USU Engineering Researchers Launch First Project Under New Water Institute
Oct. 25, 2022 — Researchers at Utah State University are creating a new hydrologic information system that will generate important new insight about the nation’s water resources.
The goal is to develop a set of tools that better enable those who operate water monitoring sites to manage large volumes of data and make that data accessible to others. Their vision is a system similar to the National Weather Service’s Cooperative Observer Program — a network of thousands of interconnected weather stations.
Associate Professor Jeff Horsburgh will lead USU’s involvement in a new national water institute. He and his colleagues are developing new cyberinfrastructure tools that will revolutionize how we collect, store, access and share water data. (USU/Matt Jensen)
“Water data are collected every day all over the country,” says Jeff Horsburgh, an associate professor jointly appointed between the Department of Civil and Environmental Engineering and the Utah Water Research Laboratory. “However, most of us who collect hydrologic data struggle with the day-to-day management tasks required to collect and share high-quality data products. We don’t have a common set of tools or standards for collecting, storing, or sharing that data, which limits what we can do. A national-scale hydrological information system will help with data access.”

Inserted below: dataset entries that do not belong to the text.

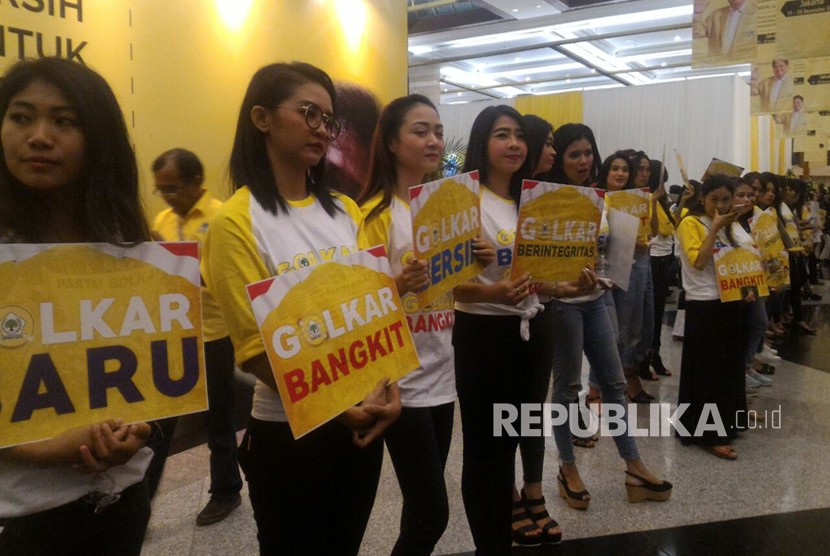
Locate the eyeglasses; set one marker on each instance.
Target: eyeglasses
(314, 116)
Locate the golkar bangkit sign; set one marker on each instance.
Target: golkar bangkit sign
(332, 331)
(90, 332)
(776, 262)
(557, 231)
(445, 221)
(739, 272)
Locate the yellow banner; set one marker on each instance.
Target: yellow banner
(739, 272)
(636, 203)
(332, 332)
(557, 231)
(776, 262)
(445, 220)
(90, 332)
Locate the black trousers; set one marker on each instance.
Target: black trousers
(75, 529)
(493, 365)
(312, 495)
(418, 444)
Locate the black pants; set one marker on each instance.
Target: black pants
(225, 480)
(418, 444)
(312, 495)
(75, 529)
(660, 278)
(493, 365)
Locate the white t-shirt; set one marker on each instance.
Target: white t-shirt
(245, 244)
(433, 383)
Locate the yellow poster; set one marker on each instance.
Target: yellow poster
(556, 235)
(635, 202)
(801, 28)
(776, 262)
(740, 273)
(717, 166)
(90, 332)
(723, 32)
(445, 220)
(332, 331)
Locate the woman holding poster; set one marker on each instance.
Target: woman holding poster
(711, 325)
(502, 352)
(407, 147)
(583, 324)
(312, 495)
(68, 175)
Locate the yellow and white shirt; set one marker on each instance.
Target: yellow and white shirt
(498, 225)
(246, 244)
(700, 285)
(433, 383)
(193, 227)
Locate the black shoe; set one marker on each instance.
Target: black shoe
(656, 363)
(217, 510)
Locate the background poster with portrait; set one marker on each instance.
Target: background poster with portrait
(446, 218)
(180, 69)
(557, 231)
(90, 332)
(723, 32)
(332, 331)
(801, 28)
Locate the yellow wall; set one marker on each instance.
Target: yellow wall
(180, 68)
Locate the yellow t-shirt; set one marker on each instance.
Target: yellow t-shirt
(193, 227)
(247, 244)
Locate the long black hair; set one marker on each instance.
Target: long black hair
(383, 173)
(537, 131)
(562, 138)
(712, 183)
(606, 168)
(109, 205)
(476, 158)
(249, 164)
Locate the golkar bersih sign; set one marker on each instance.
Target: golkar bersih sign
(90, 332)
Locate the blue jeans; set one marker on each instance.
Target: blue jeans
(586, 327)
(635, 314)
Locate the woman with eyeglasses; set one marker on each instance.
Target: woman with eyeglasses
(312, 495)
(583, 325)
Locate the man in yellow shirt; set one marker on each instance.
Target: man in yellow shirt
(179, 176)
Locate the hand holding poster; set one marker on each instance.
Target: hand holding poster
(739, 272)
(776, 262)
(557, 231)
(621, 242)
(445, 220)
(90, 332)
(331, 332)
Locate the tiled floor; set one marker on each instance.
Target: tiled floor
(759, 504)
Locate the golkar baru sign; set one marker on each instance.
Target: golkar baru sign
(332, 332)
(557, 232)
(90, 332)
(445, 221)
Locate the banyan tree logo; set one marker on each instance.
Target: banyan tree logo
(16, 326)
(313, 330)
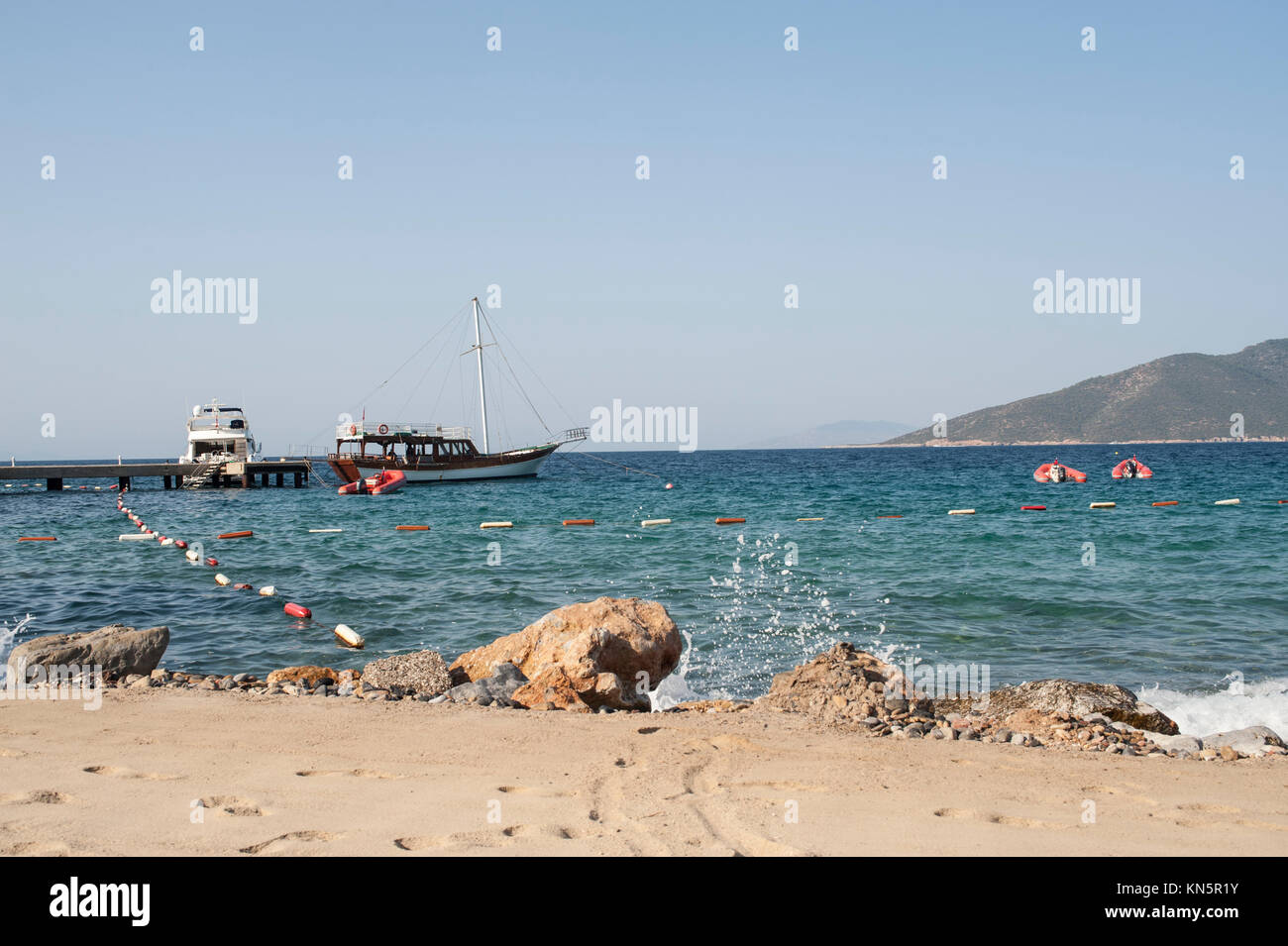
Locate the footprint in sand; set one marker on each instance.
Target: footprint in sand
(1115, 790)
(480, 839)
(993, 819)
(119, 773)
(352, 773)
(291, 843)
(37, 848)
(1209, 808)
(38, 796)
(231, 804)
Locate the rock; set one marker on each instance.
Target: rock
(500, 686)
(1248, 742)
(1081, 700)
(1186, 744)
(845, 684)
(120, 650)
(554, 688)
(291, 675)
(603, 648)
(421, 672)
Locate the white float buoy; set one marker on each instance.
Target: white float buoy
(349, 637)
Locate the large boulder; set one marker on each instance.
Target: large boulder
(423, 672)
(601, 648)
(1080, 700)
(845, 684)
(120, 650)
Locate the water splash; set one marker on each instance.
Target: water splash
(8, 633)
(1237, 705)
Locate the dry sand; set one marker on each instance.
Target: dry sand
(322, 775)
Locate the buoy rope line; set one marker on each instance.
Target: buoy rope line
(343, 632)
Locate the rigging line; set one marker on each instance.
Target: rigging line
(364, 399)
(493, 330)
(413, 390)
(447, 376)
(574, 451)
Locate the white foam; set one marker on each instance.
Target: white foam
(7, 636)
(675, 688)
(1237, 705)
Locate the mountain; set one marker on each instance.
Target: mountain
(837, 433)
(1186, 396)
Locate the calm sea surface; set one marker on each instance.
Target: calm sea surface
(1185, 602)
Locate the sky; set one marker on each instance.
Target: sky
(518, 167)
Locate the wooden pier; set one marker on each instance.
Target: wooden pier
(228, 475)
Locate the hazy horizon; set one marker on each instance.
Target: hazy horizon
(518, 167)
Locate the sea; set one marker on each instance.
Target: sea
(1183, 604)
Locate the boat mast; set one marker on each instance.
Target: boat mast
(478, 349)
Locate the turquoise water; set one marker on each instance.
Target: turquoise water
(1177, 597)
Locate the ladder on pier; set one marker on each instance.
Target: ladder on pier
(205, 475)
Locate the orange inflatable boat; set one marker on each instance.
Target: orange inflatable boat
(384, 481)
(1132, 470)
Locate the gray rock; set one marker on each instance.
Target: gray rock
(498, 687)
(1081, 700)
(1248, 742)
(1186, 744)
(120, 650)
(423, 672)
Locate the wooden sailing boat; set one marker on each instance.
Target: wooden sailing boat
(433, 454)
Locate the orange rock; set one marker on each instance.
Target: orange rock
(608, 650)
(291, 675)
(552, 690)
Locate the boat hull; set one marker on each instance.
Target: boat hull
(487, 468)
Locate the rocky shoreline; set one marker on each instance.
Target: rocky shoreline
(606, 656)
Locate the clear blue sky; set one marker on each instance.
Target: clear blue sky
(518, 167)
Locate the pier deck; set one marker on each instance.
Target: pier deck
(233, 473)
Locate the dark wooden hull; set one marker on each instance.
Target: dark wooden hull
(492, 467)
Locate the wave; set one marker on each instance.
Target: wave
(1237, 705)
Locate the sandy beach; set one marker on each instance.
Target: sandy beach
(314, 775)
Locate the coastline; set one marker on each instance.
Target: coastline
(1059, 443)
(310, 775)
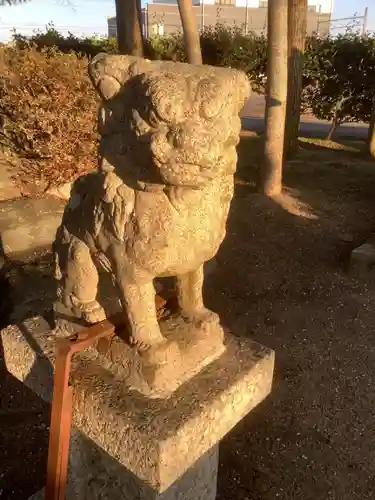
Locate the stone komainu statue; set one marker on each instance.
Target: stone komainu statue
(159, 202)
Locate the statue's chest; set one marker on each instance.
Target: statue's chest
(183, 221)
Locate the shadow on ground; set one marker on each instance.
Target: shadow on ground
(282, 282)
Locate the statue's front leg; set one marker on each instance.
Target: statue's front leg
(190, 298)
(139, 305)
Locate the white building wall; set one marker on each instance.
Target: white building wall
(325, 6)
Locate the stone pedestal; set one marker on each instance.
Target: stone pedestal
(125, 445)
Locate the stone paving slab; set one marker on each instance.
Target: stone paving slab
(28, 225)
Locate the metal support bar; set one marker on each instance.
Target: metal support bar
(61, 415)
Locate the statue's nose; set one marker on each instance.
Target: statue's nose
(185, 136)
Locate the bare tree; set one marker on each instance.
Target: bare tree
(129, 27)
(277, 79)
(297, 24)
(371, 131)
(191, 34)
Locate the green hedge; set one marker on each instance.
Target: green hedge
(339, 73)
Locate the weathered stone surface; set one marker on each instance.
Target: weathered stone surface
(158, 204)
(8, 189)
(61, 191)
(29, 225)
(151, 438)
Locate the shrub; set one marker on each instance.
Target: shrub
(50, 110)
(339, 77)
(88, 47)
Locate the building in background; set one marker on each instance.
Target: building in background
(163, 17)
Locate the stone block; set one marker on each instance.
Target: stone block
(135, 447)
(28, 225)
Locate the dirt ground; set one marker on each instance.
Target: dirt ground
(281, 280)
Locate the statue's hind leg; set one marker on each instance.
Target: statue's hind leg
(79, 281)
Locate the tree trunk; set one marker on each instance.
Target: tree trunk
(371, 131)
(332, 129)
(277, 75)
(129, 27)
(191, 34)
(297, 25)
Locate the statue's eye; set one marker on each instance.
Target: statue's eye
(108, 87)
(168, 98)
(211, 98)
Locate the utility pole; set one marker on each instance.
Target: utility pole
(364, 25)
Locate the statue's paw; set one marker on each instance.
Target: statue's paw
(201, 318)
(144, 338)
(94, 316)
(93, 313)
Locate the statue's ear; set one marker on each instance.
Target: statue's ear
(109, 73)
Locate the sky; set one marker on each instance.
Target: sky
(89, 17)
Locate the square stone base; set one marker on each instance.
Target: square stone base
(145, 448)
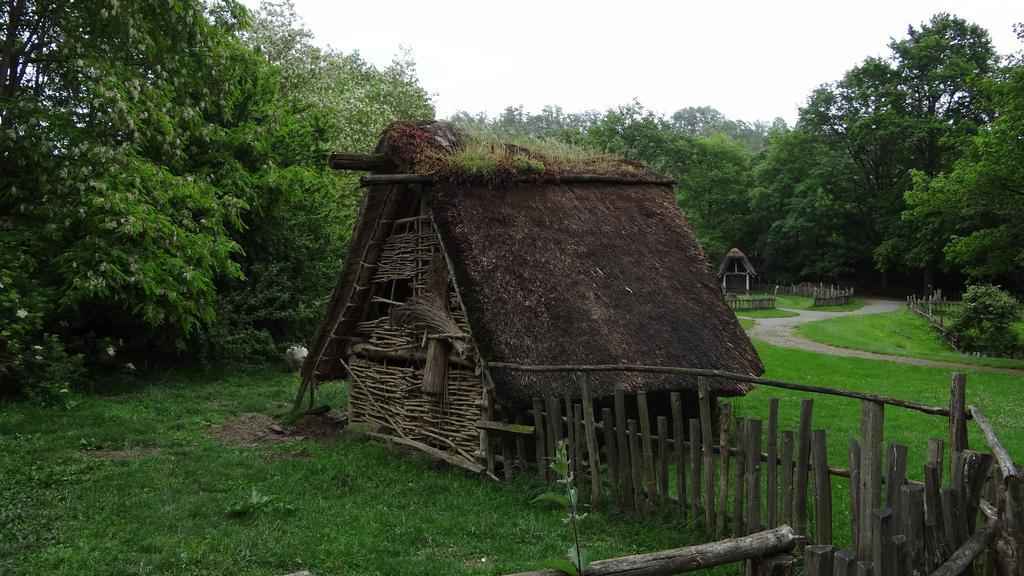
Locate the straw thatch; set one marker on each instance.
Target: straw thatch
(735, 255)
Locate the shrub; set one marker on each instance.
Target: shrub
(33, 362)
(985, 322)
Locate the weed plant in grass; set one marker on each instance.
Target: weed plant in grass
(176, 501)
(897, 333)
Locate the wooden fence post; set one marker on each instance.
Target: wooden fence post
(822, 489)
(539, 428)
(610, 444)
(625, 448)
(678, 438)
(753, 476)
(818, 560)
(772, 471)
(803, 463)
(725, 425)
(957, 414)
(869, 491)
(648, 450)
(593, 449)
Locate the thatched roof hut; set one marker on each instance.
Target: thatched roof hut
(528, 261)
(735, 272)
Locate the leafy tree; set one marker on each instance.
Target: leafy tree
(885, 120)
(980, 200)
(985, 322)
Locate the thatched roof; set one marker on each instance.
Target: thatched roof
(734, 255)
(559, 273)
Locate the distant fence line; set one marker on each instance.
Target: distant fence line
(750, 302)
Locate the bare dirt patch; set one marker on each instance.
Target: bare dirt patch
(270, 457)
(127, 454)
(252, 429)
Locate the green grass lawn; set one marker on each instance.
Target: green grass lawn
(898, 333)
(774, 313)
(998, 396)
(354, 506)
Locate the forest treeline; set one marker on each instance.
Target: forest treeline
(165, 196)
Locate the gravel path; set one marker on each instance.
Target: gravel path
(779, 331)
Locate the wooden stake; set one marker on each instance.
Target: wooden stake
(625, 451)
(803, 461)
(678, 437)
(704, 394)
(822, 489)
(869, 491)
(772, 462)
(725, 425)
(593, 448)
(648, 451)
(695, 466)
(539, 432)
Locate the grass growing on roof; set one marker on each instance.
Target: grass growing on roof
(899, 333)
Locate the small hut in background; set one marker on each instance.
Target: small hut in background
(532, 261)
(735, 273)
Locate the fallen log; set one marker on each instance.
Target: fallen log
(666, 563)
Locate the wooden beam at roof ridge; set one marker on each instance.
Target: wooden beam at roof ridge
(368, 162)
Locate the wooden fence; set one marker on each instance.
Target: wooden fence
(827, 296)
(741, 476)
(750, 302)
(806, 289)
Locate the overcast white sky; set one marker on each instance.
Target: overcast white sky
(750, 59)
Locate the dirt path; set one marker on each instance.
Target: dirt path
(779, 331)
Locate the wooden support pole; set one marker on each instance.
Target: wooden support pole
(803, 465)
(648, 450)
(822, 489)
(738, 475)
(912, 516)
(694, 445)
(610, 444)
(635, 466)
(869, 491)
(593, 448)
(975, 467)
(754, 428)
(936, 454)
(936, 550)
(542, 443)
(882, 534)
(818, 560)
(625, 451)
(663, 459)
(725, 427)
(957, 414)
(854, 458)
(772, 471)
(678, 437)
(786, 482)
(702, 557)
(895, 477)
(704, 396)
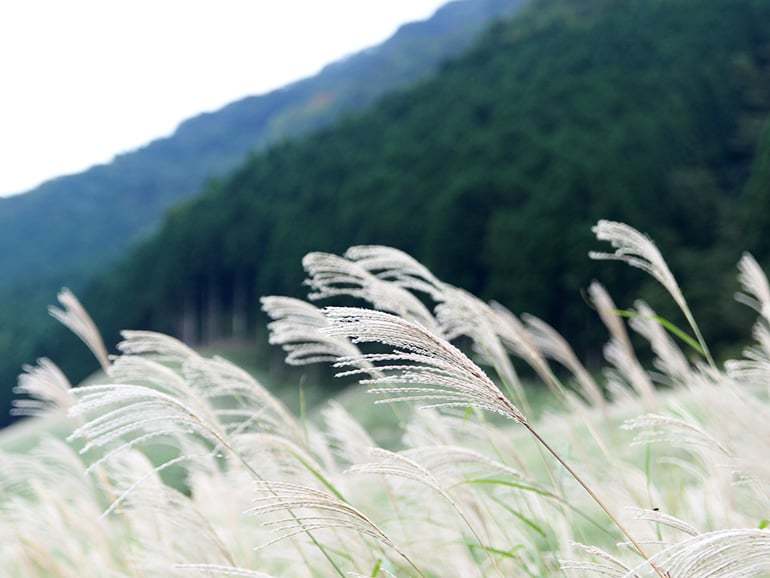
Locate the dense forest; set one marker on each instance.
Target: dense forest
(66, 230)
(653, 112)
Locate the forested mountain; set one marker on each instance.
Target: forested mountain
(66, 229)
(649, 111)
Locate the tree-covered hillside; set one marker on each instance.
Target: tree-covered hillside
(646, 111)
(65, 230)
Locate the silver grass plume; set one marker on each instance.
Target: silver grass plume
(218, 570)
(607, 564)
(731, 553)
(120, 416)
(654, 428)
(421, 366)
(519, 341)
(619, 351)
(296, 326)
(346, 436)
(331, 276)
(46, 387)
(255, 407)
(554, 346)
(157, 346)
(463, 314)
(670, 360)
(756, 291)
(310, 510)
(425, 367)
(74, 316)
(755, 367)
(663, 519)
(638, 250)
(393, 265)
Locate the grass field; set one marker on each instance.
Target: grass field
(193, 467)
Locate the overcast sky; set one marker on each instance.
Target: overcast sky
(81, 80)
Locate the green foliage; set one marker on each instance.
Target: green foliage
(67, 229)
(493, 171)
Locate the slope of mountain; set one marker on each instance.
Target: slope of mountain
(494, 171)
(80, 221)
(66, 229)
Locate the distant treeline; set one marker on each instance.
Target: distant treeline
(653, 112)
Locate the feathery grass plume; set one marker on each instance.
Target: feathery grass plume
(607, 565)
(669, 359)
(312, 510)
(348, 439)
(638, 250)
(662, 519)
(47, 390)
(157, 346)
(756, 290)
(608, 313)
(655, 428)
(241, 402)
(403, 465)
(554, 346)
(733, 553)
(120, 416)
(619, 351)
(519, 341)
(393, 265)
(297, 326)
(73, 316)
(216, 570)
(755, 367)
(436, 371)
(332, 276)
(462, 314)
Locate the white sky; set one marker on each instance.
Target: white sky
(81, 80)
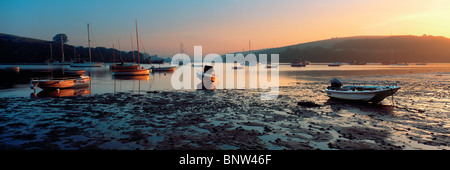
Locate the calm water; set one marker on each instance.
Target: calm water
(17, 84)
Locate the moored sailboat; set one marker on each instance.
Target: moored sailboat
(90, 63)
(60, 83)
(360, 92)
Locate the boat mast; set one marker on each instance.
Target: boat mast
(62, 48)
(132, 48)
(51, 52)
(89, 44)
(137, 40)
(120, 52)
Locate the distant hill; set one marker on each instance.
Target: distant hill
(367, 49)
(16, 49)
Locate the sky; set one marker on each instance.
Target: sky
(220, 26)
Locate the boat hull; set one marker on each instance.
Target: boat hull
(163, 68)
(80, 82)
(366, 96)
(130, 72)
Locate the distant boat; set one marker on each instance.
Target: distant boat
(374, 93)
(123, 66)
(296, 63)
(90, 63)
(357, 63)
(399, 64)
(134, 72)
(63, 92)
(16, 69)
(74, 72)
(336, 64)
(237, 67)
(169, 68)
(61, 63)
(60, 83)
(271, 66)
(87, 64)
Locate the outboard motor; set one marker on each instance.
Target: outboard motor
(335, 84)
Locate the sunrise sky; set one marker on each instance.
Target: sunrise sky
(220, 26)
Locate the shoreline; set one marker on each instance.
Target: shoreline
(234, 119)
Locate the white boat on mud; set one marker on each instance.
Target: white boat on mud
(360, 92)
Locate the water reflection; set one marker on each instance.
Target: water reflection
(360, 107)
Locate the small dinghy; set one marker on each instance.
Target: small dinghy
(360, 92)
(60, 83)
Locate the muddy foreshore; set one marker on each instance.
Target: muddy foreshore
(235, 119)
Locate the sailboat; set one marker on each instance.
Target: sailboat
(132, 71)
(297, 63)
(122, 65)
(360, 92)
(60, 83)
(90, 63)
(62, 55)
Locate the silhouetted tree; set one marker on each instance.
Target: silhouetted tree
(57, 38)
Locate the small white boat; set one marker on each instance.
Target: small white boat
(297, 63)
(61, 63)
(271, 66)
(133, 72)
(60, 83)
(237, 67)
(87, 64)
(123, 66)
(336, 64)
(169, 68)
(16, 69)
(74, 72)
(374, 93)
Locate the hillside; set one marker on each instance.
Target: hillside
(368, 49)
(15, 49)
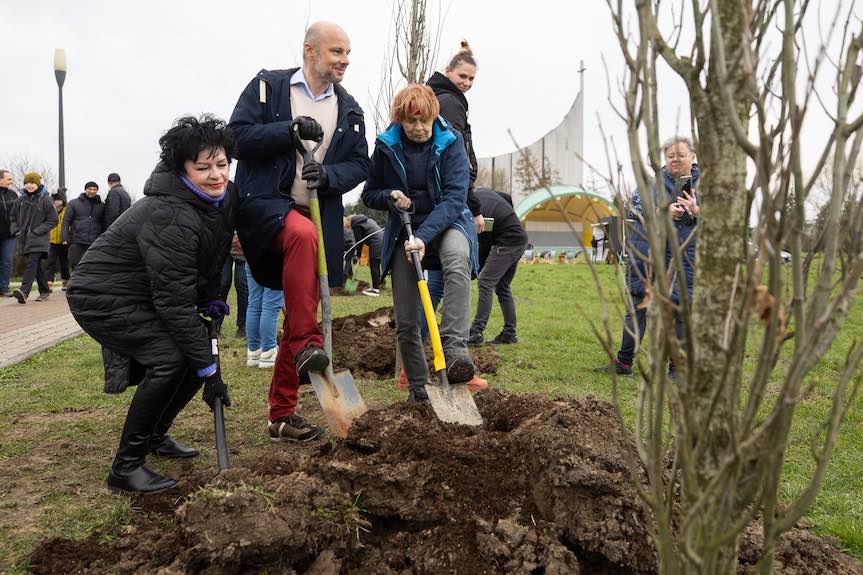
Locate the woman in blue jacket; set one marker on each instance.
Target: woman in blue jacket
(420, 162)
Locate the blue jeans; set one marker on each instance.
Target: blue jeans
(262, 315)
(7, 254)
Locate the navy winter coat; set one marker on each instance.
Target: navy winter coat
(84, 220)
(267, 167)
(636, 266)
(447, 180)
(33, 220)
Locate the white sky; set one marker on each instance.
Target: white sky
(133, 67)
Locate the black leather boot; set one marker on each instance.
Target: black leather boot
(168, 447)
(128, 472)
(161, 443)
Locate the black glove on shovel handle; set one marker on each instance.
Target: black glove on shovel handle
(217, 390)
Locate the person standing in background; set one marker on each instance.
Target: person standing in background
(83, 222)
(58, 255)
(8, 197)
(117, 201)
(32, 222)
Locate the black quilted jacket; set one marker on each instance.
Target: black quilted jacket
(156, 264)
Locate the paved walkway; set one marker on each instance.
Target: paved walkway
(33, 327)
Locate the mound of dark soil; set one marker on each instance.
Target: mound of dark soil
(540, 488)
(365, 344)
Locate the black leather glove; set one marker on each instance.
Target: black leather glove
(316, 176)
(214, 387)
(307, 128)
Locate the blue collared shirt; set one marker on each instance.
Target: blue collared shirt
(300, 78)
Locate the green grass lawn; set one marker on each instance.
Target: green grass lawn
(58, 430)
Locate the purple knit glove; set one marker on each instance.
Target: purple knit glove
(217, 309)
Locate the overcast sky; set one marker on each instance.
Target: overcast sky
(133, 67)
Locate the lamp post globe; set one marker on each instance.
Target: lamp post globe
(60, 75)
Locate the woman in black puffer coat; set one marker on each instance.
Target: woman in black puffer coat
(139, 287)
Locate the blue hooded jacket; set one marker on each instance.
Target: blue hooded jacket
(448, 179)
(636, 266)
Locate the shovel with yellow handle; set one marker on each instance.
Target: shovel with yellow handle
(451, 403)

As the Western U.S. sinks deeper into drought and severe flooding impacts communities in the East, the need for improved water management strategy has reached a critical point. Horsburgh says one of the most important steps in making better decisions about water is to create a robust water data management system.
“I’ve heard so many people say ‘you can’t manage what you don’t measure,’” said Horsburgh. “I fully believe this. But I also know that better tools lead to better data and that we can’t realize the full value of those measurements if nobody knows about them.”
A current system operated by the U.S. Geological Survey tracks conditions in select waterways around the country. And while that system is the premier operational hydrologic data system in the U.S., it doesn’t accept data inputs from other sources. Horsburgh says a complementary system is needed to enable access to a broader range of water data.
Earlier this year, USU joined the University of Alabama and other partners to form the Cooperative Institute for Research to Operations in Hydrology, or CIROH. The institute will receive up to $360 million in federal funding over the next five years in partnership with the National Oceanic and Atmospheric Administration. As a founding partner, USU will receive several grants to oversee CIROH projects.
“This is the first CIROH subproject awarded to USU,” said Horsburgh. “It’s a $750,000 grant that will fund our ongoing work in developing the cyberinfrastructure tools we need to integrate water data from collectors across states, public utilities, universities, watershed districts, local communities and more.”
USU is a global leader in water resources engineering and is home to the world-renowned Utah Water Research Laboratory, where USU’s CIROH-related research will take place.
The ultimate goal of a nationwide system is still several years away, but Horsburgh says he isn’t intimidated by the workload. In fact, he and his team have already made important strides toward this new hydrologic information system.
“We aren’t starting from scratch,” he said. “The ideas and technologies we’ve already developed, along with our strategic partnerships, put us in a great position to realize a national-scale hydrologic information system very soon.”